Su esposa e hijos, habían salido fuera de la ciudad a un balneario de descanso, después de tanto encierro; él los alcanzaría el fin de semana.
Presionó el pestillo de la chapa y lo empujó lentamente, dio unos pasos dentro… ¡Todo en orden!, dejó su sombrero de fieltro sobre un pequeño mueble y tomó su portafolio como potencial arma, avanzó los pocos pasos que lo separaban de la sala y… ¡nada! Fue a la recámara de los niños; ¡todo en orden!, siguió unos pasos a su recámara…, lo mismo. Para entonces se había convencido que todo era un error de su parte: sin duda, había dejado la chapa sin seguro por la mañana, ¡y con lo que eso molestaba a Margarita su esposa!; aun así, la tensión le hacía fundar todo un acto de peligro. Dejó su “arma” en un sillón de la sala y caminó hacia la cocina a preparar algo para cenar; empujó las pequeñas hojas abatibles que fungían como puerta y, en un repentino movimiento visual, descubrió en una silla del pequeño desayunador, a una mujer elegantemente vestida, que lo miraba fijamente y sonreía. ¡Su sorpresa fue mayúscula!

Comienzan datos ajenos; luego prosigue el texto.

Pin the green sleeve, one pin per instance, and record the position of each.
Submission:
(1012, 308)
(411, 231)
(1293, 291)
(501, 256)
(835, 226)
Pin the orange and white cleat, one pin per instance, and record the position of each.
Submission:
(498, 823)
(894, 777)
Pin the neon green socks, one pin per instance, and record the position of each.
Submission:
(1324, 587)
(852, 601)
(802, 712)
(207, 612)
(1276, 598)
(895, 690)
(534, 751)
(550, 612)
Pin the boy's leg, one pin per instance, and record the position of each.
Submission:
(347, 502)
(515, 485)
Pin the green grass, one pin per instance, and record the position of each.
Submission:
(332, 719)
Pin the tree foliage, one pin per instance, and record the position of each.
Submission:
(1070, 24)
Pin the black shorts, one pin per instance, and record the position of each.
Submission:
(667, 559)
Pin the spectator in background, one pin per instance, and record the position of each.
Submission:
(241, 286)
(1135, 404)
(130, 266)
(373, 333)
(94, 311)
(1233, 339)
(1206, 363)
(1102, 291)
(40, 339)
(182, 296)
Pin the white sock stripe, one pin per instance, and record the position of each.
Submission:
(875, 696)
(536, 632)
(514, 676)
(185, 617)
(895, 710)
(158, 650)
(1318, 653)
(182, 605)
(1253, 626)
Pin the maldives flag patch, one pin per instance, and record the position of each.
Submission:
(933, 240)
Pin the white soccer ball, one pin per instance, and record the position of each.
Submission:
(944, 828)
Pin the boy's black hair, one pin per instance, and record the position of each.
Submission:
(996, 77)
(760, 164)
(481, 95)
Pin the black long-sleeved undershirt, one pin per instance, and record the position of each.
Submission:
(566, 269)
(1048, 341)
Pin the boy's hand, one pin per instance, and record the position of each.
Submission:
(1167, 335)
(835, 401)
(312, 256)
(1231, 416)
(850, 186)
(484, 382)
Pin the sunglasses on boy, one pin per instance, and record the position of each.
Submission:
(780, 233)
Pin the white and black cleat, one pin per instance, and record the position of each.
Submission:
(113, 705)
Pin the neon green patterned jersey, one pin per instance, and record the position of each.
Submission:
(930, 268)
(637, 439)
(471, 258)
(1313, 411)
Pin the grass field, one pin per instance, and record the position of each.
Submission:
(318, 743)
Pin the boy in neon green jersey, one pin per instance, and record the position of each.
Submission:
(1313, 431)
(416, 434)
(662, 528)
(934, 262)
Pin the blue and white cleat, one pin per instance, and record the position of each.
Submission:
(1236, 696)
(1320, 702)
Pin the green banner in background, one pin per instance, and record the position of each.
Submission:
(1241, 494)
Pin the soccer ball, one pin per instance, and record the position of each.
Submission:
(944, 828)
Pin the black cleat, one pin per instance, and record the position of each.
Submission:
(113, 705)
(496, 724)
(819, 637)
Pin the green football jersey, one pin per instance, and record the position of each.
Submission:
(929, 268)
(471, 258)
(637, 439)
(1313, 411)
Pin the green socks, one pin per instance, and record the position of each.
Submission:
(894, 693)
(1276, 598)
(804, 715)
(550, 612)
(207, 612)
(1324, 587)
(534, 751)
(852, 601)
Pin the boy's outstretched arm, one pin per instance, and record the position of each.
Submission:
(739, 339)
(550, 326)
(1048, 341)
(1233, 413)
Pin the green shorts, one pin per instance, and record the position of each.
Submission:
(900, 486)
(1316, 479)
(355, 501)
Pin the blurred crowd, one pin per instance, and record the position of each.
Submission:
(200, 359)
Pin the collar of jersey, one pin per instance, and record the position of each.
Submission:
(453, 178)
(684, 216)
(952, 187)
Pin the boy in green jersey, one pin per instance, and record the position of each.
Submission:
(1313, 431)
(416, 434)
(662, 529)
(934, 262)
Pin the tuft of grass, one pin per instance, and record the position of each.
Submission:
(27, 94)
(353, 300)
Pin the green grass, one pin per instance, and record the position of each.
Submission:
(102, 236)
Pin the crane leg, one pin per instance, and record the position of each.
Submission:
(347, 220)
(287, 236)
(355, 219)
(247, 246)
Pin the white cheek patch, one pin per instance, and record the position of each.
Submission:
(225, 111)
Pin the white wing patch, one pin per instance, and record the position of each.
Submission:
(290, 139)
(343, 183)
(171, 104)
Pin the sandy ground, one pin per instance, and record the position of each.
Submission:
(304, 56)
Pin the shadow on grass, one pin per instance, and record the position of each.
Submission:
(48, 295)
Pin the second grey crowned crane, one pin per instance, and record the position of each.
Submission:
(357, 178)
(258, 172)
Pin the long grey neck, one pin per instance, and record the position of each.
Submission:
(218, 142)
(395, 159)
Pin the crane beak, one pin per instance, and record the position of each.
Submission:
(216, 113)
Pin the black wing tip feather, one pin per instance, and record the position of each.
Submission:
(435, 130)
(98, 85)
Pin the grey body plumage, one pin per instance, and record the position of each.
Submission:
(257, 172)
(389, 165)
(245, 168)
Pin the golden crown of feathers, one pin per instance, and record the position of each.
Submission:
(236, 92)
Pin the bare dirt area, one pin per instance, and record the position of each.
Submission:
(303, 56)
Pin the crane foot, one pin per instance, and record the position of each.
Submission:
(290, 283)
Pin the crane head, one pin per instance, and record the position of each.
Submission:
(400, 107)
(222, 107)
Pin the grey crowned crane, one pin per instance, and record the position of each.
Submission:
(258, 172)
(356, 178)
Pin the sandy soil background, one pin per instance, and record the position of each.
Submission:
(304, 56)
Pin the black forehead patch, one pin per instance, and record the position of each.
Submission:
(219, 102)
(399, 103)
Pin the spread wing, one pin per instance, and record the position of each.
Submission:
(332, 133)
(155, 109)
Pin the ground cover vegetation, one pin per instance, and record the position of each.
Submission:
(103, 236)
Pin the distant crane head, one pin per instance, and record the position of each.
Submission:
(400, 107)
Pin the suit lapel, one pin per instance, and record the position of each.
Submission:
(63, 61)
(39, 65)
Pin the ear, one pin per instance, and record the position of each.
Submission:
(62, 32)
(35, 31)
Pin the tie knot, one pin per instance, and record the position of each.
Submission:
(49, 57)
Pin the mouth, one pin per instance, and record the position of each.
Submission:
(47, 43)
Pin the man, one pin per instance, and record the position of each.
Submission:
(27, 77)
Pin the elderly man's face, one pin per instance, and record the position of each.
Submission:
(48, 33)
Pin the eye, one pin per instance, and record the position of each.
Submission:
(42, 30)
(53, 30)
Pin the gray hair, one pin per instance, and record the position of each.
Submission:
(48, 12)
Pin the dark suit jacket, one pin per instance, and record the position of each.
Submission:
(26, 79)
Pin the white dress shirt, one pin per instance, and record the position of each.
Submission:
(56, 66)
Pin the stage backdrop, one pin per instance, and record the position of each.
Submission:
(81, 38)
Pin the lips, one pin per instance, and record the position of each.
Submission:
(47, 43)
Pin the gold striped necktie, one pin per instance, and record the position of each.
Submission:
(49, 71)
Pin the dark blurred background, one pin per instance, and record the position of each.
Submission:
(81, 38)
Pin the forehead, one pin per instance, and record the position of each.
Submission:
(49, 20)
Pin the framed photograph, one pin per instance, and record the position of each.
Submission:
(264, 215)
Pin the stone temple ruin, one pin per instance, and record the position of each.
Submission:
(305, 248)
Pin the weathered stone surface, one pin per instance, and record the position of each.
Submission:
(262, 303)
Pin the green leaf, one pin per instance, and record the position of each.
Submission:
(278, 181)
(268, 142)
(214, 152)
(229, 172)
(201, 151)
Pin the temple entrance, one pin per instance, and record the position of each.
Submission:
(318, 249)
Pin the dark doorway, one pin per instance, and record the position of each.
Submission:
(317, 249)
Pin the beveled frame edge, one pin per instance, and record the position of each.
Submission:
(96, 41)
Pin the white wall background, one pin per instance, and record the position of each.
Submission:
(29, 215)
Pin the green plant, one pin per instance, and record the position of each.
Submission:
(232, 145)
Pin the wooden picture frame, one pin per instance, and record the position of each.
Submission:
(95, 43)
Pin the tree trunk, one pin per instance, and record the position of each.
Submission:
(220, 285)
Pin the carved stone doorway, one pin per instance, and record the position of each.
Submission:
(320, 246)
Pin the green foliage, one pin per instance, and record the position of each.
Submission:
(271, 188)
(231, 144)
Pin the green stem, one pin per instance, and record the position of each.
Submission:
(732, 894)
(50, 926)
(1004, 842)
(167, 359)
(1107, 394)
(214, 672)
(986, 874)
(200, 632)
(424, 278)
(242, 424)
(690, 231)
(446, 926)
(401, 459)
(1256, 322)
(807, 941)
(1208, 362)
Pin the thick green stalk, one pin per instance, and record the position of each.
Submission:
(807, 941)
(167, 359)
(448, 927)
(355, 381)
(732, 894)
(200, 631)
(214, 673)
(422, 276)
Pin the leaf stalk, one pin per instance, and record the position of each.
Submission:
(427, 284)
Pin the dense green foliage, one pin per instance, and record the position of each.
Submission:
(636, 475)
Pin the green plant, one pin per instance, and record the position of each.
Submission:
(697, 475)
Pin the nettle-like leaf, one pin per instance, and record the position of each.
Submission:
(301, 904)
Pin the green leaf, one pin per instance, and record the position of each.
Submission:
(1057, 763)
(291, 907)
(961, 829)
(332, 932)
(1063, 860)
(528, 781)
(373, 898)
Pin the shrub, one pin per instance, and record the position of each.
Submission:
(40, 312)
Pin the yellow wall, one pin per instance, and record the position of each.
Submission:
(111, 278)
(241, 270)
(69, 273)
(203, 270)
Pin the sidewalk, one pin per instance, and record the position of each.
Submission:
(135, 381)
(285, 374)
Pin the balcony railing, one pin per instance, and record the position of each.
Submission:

¿Quién era? ¿Qué hacía en su cocina? A pesar de suponer algún flirteo o una broma, de algún compañero de trabajo que, hubiera mandado a la joven a provocarlo, algo no estaba bien, y no le gustaba.
Ella le sonrió fríamente; con la mano izquierda lo invitó a sentarse mientras con la derecha, sostenía una taza de aromático té que lentamente se llevaba a la boca, bellamente pintada de un discreto color rojo.
-¿Quién es usted y qué hace en mi casa?, ¿Cómo entró? Sepa usted que soy un hombre de familia, y no me hace ninguna gracia su presencia. Sírvase retirarse ahora mismo-. Le dijo a la dama, con un tono más de temor que de coraje.
La mujer se limitó a sonreír levemente y siguió disfrutando su bebida.